Northern Pike (Esox lucius)
Northern pike have a very elongated body, with a very long head. They have large eyes near the top of their head. Pike have very large teeth, which hook backward into their mouth, which helps keep prey from escaping. They generally have five pores under each side of their lower jaw. Pike are dark green to olive green, with white mainly oval spots. The dorsal fin on the pike is set well back on the body. Pike and muskellunge are similar and often inhabit the same bodies of water, so make certain that you can spot the differences in the two because regulations and seasons are often quite different.
Common Names: northern pike, pike, northern, jackfish
Pike can survive in a wide variety of habitats. They prefer lakes with shallow weedy bays to inhabit in the spring and fall, and deeper water that they retreat to during the summer. Their preferred temperature for growth is around 21 ºC (70 ºF). Pike are widely dispersed across the province.
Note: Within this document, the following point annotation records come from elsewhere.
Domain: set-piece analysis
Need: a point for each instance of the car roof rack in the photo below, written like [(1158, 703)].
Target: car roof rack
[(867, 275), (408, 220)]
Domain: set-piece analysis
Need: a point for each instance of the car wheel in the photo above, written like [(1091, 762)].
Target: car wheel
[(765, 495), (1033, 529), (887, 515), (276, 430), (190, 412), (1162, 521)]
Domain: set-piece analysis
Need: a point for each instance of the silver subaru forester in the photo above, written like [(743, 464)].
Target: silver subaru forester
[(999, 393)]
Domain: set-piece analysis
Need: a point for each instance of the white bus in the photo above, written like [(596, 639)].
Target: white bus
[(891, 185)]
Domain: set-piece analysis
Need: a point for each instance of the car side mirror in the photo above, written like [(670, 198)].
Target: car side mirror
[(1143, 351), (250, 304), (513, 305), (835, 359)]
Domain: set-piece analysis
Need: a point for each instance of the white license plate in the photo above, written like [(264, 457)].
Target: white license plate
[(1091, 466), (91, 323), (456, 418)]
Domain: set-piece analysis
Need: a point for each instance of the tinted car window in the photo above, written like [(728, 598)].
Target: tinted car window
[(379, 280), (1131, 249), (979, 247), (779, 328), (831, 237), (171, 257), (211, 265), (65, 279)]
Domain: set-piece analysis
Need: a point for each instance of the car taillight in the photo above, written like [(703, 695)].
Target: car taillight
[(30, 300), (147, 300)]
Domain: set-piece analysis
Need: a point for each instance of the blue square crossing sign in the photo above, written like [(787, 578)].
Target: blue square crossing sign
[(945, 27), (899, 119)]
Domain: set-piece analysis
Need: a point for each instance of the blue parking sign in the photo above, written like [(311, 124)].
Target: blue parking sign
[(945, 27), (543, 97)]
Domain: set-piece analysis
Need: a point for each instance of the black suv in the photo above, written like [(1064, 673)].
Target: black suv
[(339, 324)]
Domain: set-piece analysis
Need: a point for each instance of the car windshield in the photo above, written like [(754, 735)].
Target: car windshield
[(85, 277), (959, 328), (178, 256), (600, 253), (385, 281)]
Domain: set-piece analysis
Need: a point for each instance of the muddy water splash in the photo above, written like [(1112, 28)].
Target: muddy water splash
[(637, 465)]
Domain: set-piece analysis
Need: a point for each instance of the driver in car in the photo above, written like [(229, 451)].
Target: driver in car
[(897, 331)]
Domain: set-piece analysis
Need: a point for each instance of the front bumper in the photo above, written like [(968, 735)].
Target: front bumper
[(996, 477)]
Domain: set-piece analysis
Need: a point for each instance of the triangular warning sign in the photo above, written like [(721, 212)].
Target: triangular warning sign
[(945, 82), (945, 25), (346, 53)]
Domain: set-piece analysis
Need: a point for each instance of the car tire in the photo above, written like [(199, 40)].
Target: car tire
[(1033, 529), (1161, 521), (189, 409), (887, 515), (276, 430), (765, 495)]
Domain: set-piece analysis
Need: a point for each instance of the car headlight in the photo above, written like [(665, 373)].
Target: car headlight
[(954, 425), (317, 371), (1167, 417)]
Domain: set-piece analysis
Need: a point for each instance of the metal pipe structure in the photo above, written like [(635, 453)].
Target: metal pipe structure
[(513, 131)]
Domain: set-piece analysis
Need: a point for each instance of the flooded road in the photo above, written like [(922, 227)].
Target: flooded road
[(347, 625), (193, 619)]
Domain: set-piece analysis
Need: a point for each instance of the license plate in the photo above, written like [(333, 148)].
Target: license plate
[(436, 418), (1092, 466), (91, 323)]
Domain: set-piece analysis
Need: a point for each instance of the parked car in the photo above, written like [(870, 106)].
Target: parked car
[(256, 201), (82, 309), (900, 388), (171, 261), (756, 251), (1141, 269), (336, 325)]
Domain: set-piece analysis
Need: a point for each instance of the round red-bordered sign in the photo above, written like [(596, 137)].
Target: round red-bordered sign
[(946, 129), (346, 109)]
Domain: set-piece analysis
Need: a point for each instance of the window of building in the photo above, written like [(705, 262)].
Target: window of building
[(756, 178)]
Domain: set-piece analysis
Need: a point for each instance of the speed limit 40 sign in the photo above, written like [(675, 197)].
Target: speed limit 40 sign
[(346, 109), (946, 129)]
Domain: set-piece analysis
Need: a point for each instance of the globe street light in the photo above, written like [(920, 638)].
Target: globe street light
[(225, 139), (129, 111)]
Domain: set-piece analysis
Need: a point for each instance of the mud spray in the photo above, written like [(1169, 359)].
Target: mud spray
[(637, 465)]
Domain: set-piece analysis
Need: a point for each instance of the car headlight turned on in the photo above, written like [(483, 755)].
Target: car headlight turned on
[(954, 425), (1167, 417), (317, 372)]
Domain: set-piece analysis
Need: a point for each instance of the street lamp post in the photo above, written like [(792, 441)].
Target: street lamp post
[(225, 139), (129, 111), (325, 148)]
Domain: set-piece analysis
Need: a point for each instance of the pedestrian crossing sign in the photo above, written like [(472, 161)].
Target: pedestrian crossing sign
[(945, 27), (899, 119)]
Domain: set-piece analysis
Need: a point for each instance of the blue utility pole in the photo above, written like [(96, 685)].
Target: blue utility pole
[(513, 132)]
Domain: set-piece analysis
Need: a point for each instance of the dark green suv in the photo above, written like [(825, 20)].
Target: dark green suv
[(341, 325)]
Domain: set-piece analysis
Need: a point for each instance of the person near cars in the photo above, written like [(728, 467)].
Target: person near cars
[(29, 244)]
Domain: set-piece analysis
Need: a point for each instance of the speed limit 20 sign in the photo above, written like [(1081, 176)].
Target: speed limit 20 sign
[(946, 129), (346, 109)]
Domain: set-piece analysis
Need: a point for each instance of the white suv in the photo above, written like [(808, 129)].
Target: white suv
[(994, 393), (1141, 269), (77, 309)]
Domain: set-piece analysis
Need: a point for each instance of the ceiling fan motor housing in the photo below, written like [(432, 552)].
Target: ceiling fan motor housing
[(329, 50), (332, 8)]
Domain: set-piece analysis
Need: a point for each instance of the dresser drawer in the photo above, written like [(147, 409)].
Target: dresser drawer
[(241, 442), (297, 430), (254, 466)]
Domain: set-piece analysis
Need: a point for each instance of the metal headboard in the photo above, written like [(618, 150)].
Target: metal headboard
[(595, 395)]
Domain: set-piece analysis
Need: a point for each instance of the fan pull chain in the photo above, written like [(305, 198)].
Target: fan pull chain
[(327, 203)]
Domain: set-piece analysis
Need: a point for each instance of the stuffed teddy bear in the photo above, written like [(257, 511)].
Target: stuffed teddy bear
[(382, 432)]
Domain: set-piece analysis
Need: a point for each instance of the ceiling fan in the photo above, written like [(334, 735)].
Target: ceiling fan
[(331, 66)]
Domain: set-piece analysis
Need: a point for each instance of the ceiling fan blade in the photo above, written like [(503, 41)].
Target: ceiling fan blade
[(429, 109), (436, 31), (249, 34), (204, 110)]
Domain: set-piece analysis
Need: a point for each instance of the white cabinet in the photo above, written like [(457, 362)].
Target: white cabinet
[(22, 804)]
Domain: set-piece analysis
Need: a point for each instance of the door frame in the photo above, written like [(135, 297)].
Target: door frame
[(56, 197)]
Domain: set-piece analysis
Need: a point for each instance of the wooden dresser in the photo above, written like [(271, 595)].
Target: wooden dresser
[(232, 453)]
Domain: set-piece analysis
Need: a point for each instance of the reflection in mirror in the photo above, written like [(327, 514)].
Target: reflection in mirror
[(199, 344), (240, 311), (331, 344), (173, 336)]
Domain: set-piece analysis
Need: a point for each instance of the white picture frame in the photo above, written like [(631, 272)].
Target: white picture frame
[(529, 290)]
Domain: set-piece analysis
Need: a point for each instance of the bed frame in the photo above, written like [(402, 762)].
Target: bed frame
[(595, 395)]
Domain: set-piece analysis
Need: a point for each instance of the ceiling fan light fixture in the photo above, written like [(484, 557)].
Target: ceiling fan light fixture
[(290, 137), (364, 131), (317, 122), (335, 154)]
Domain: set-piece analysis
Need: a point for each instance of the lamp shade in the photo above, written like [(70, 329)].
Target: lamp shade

Pike are spring spawners. Spawning begins just after ice out in April or May. They spawn during the day in marshy areas, or heavily vegetated bays, often in water less than 1 foot (30 cm) deep. The females have an average of 9000 eggs/lb of body weight. Eggs hatch in 4–14 days, depending on water temperature. Females mature at age 3 to 6.
Pike feed very aggressively, eating almost anything they can ingest. Diet items include fish, frogs, crayfish, muskrats and ducklings. They prefer large food items but seem to be opportunistic, taking whatever they come across.
Age and Size
Pike can be relatively long lived, up to 24 years. In most populations, the females grow faster and generally live longer.
Pike can be readily captured in both open water and through the ice. They are strong fighters and make an excellent meal. Some of the best fishing for pike is immediately following ice out. They can be caught by casting or trolling big spoons or plugs, and can also be captured by fishing large spinner baits along weedlines in shallow bays. Using very large minnows in deeper water can be effective in the summer. When filleting a pike take caution to remove the “Y” bone. Many wild game and fish cookbooks feature details of this process.